H-J Chen, R Chen, M Yang, G-J Teng, E H Herskovits
AJNR. American Journal of Neuroradiology 2015, 36 (3): 481-7

BACKGROUND AND PURPOSE: White matter abnormalities have been demonstrated to play an important role in minimal hepatic encephalopathy. In this study, we aimed to evaluate whether WM diffusion tensor imaging can be used to identify minimal hepatic encephalopathy among patients with cirrhosis.
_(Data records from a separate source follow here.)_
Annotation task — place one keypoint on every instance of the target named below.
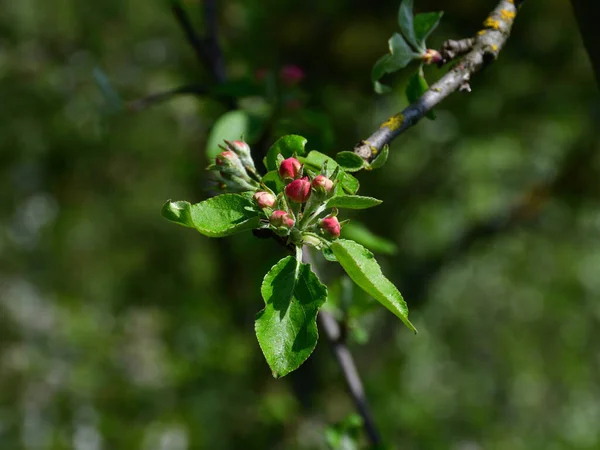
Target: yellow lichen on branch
(507, 15)
(394, 122)
(491, 23)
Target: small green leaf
(361, 234)
(273, 181)
(285, 146)
(231, 126)
(405, 21)
(381, 159)
(349, 183)
(328, 254)
(353, 202)
(361, 267)
(315, 160)
(424, 25)
(350, 161)
(216, 217)
(416, 87)
(286, 328)
(401, 54)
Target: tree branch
(587, 13)
(154, 99)
(206, 48)
(486, 47)
(344, 357)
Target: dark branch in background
(332, 329)
(154, 99)
(485, 48)
(213, 50)
(587, 13)
(577, 169)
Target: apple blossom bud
(291, 75)
(290, 169)
(322, 184)
(431, 56)
(228, 159)
(242, 150)
(298, 190)
(280, 219)
(331, 226)
(264, 199)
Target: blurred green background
(120, 330)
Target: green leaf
(216, 217)
(350, 161)
(406, 23)
(315, 160)
(231, 126)
(273, 181)
(401, 54)
(381, 159)
(361, 267)
(353, 202)
(416, 87)
(349, 183)
(286, 329)
(361, 234)
(424, 24)
(286, 146)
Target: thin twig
(215, 56)
(486, 47)
(332, 330)
(154, 99)
(193, 38)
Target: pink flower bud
(298, 190)
(323, 184)
(227, 159)
(291, 75)
(290, 169)
(264, 199)
(280, 218)
(331, 226)
(431, 56)
(238, 146)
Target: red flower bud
(227, 159)
(239, 146)
(280, 218)
(291, 75)
(431, 56)
(331, 226)
(323, 184)
(290, 169)
(264, 199)
(298, 190)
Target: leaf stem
(332, 330)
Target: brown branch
(330, 326)
(486, 47)
(207, 47)
(154, 99)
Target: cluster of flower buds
(234, 167)
(296, 211)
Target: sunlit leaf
(216, 217)
(285, 146)
(286, 328)
(360, 265)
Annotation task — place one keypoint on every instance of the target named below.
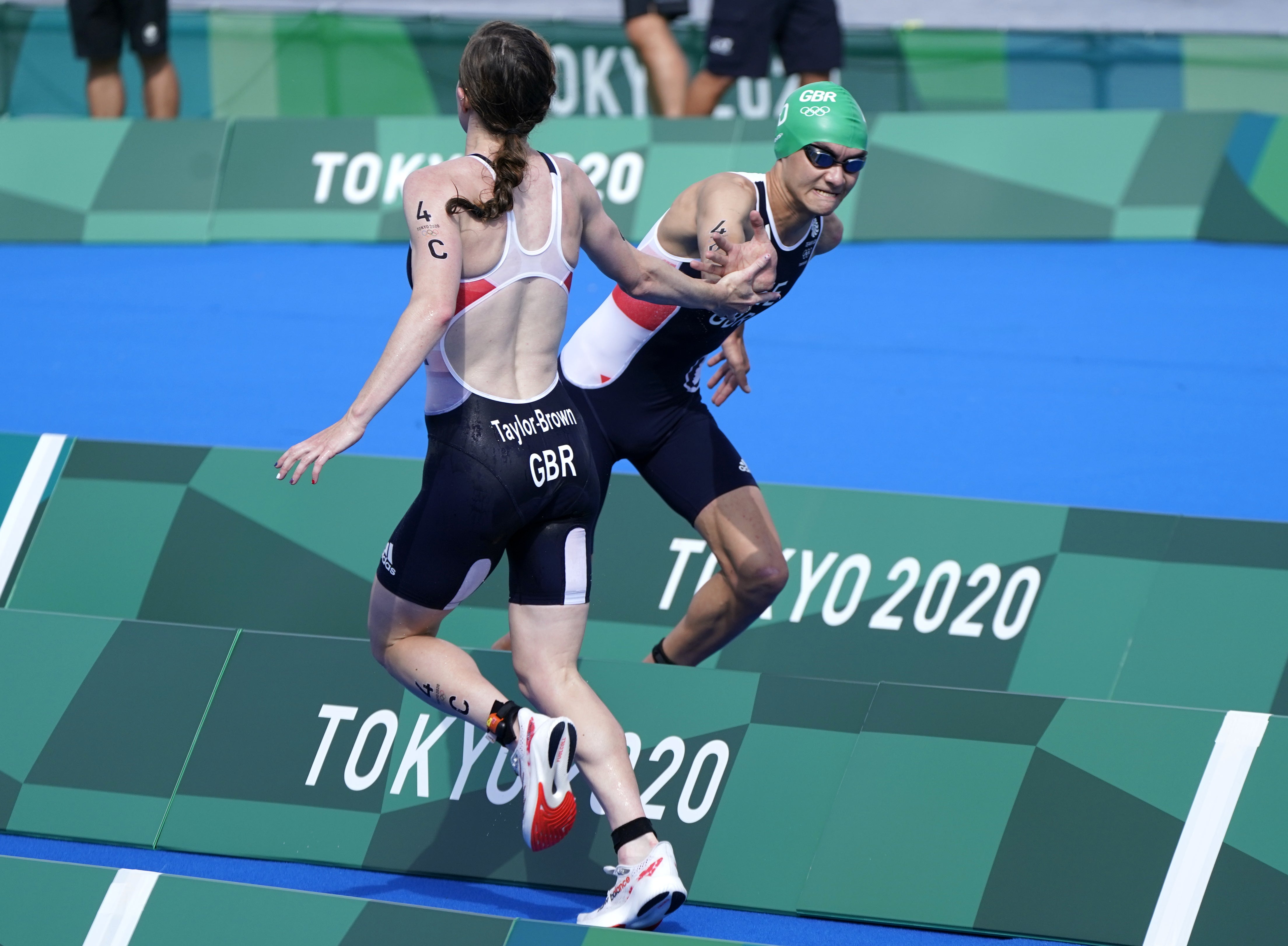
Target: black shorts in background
(98, 25)
(807, 33)
(666, 8)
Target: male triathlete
(633, 366)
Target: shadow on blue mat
(1144, 377)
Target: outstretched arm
(436, 262)
(651, 279)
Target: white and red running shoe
(645, 892)
(544, 751)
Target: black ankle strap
(625, 834)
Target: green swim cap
(820, 113)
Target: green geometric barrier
(924, 806)
(977, 176)
(314, 65)
(101, 718)
(1099, 605)
(338, 778)
(1048, 818)
(52, 904)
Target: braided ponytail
(509, 76)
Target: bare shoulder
(460, 174)
(832, 232)
(728, 185)
(574, 176)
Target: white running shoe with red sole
(645, 892)
(544, 751)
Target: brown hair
(509, 76)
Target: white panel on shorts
(575, 568)
(473, 579)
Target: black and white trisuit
(502, 476)
(634, 373)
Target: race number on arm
(436, 263)
(651, 279)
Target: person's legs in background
(650, 33)
(808, 35)
(105, 92)
(97, 27)
(738, 38)
(809, 41)
(150, 33)
(160, 87)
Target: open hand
(318, 449)
(733, 373)
(724, 257)
(740, 287)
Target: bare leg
(705, 92)
(438, 672)
(160, 87)
(668, 66)
(547, 641)
(742, 537)
(545, 660)
(105, 92)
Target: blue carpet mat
(1149, 377)
(487, 899)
MATERIALS AND METHODS: Our study included 65 patients with cirrhosis with covert hepatic encephalopathy (29 with minimal hepatic encephalopathy and 36 without hepatic encephalopathy). Participants underwent DTI, from which we generated mean diffusivity and fractional anisotropy maps. We used a Bayesian machine-learning technique, called Graphical-Model-based Multivariate Analysis, to determine WM regions that characterize group differences. To further test the clinical significance of these potential biomarkers, we performed Cox regression analysis to assess the potential of these WM regions in predicting survival.

RESULTS: In mean diffusivity or fractional anisotropy maps, 2 spatially distributed WM regions (predominantly located in the bilateral frontal lobes, corpus callosum, and parietal lobes) were consistently identified as differentiating minimal hepatic encephalopathy from no hepatic encephalopathy and yielded 75.4%-81.5% and 83.1%-92.3% classification accuracy, respectively. We were able to follow 55 of 65 patients (median = 18 months), and 15 of these patients eventually died of liver-related causes. Survival analysis indicated that mean diffusivity and fractional anisotropy values in WM regions were predictive of survival, in addition to the Child-Pugh score.

CONCLUSIONS: Our findings indicate that WM DTI can provide useful biomarkers differentiating minimal hepatic encephalopathy from no hepatic encephalopathy, which would be helpful for minimal hepatic encephalopathy detection and subsequent treatment.